Cover to Cover: Isaiah 28:14-40:27
Key Passage: Isaiah 40:1-8
Verse of the Day: Isaiah 40:8
Key events in today’s reading:
- Their hearts are far from me (Isaiah 29:13-21)
- Streams in the desert (Isaiah 35:1-10)
- Sennacherib threatens Jerusalem (Isaiah 36)
- Hezekiah’s Prayer (Isaiah 37:14-20)
- Comfort for God’s people (Isaiah 40)
Verse that stood out: “To whom will you compare me? Or who is my equal?” says the Holy One. Lift your eyes and look to the heavens: Who created all these? He who brings out the starry host one by one, and calls them each by name. Because of his great power and mighty strength, not one of them is missing – Isaiah 40:25-26
When we read the Bible, God’s Spirit speaks to us on many levels. First, there are the words on the page and what those words mean in the context of that particular passage. We should always first seek to discern what the words meant to those who first heard them.
What the words originally meant is always primary, but it’s hardly the only way God speaks to us. Take for instance the connections one passage makes with other parts of the scriptures. One can’t read Isaiah without thinking of Christ. He is the son Immanuel, the Light that has dawned, the King that rules in righteousness. We read from one page, but God speaks from the totality of the book.
But sometimes, God speaks from beyond even the book itself. He speaks from our ongoing relationship with his Word. Take for instance Isaiah 40. A great passage that speaks of God’s majesty and his mercy. Taken at face value it is a passage that’s easy to connect to our own lives of worship and faith. And yet for me, there’s added significance. It was one of the first passages I ever preached from. I was probably in the ninth or tenth grade. The short sermon was for the Speakers’ Tournament portion of Bible Drill (Some of you Baptists will know what I’m talking about). I don’t really remember much of what I said in the sermon. I do remember that while most of my friends wrote their sermons and moved on – more interested in the trip we got to go on than the actual sermons they’d prepared – I couldn’t move on. I’d fallen in love. Not with a girl, but with preaching itself.
Call it a calling. Call it God’s hand. Call it what you will, I can’t read Isaiah 40 without automatically remembering how God employed this passage in my life in the past. That past informs every new reading of the passage for me so that when I question my calling or my effectiveness in ministry or any other number of things that normal people question, I hear words that have spoken before into my life – words of majesty and mercy.
Words for Israel.
Words for the church.
Words for me.
Words spoken in the past that still speak today.

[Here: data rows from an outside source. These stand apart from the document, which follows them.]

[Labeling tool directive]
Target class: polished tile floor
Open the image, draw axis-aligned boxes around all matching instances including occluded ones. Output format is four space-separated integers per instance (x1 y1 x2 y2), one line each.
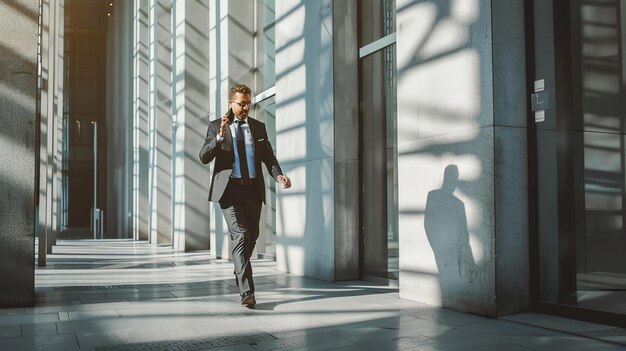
0 240 626 351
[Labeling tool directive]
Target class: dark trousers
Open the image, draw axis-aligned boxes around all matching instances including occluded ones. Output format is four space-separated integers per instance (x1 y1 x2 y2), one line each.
220 179 261 295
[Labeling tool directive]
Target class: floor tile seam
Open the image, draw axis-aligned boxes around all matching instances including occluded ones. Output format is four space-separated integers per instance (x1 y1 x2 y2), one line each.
497 318 626 346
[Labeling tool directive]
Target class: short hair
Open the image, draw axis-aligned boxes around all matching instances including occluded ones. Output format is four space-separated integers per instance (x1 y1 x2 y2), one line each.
228 83 252 100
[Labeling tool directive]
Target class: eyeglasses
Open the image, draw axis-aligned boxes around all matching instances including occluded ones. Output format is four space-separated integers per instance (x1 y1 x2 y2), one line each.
232 101 252 108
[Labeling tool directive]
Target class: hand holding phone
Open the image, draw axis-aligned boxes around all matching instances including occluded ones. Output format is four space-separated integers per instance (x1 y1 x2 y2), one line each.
219 109 235 137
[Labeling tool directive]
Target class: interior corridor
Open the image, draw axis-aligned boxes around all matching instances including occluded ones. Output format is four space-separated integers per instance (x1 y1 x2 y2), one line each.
0 240 626 351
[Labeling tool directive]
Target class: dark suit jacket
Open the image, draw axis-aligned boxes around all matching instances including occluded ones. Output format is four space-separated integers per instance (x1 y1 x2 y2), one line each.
200 116 283 203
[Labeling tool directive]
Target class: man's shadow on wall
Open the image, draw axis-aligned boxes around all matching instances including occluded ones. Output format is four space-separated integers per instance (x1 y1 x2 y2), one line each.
424 165 477 309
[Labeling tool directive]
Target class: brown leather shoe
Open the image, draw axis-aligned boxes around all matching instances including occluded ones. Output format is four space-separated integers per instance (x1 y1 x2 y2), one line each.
241 291 256 307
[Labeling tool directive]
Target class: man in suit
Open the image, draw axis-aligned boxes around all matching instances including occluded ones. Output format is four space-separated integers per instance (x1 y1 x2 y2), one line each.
200 84 291 306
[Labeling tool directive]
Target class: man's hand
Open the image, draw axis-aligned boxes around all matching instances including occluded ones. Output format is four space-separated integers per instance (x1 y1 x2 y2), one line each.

I’d love to hear what passages have been meaningful in your life that have resurfaced in new ways?
For tomorrow:
- Cover to cover: Isaiah 40:28 – 51:17
- Key Passage: Isaiah 43:14-21
- Verse of the Day: Isaiah 43:19

Thank you. I will re-read Chapter 40.
Matthew 6 comforts & challenges me in different times. Thanks to God for the gift of his word. Thanks for sharing!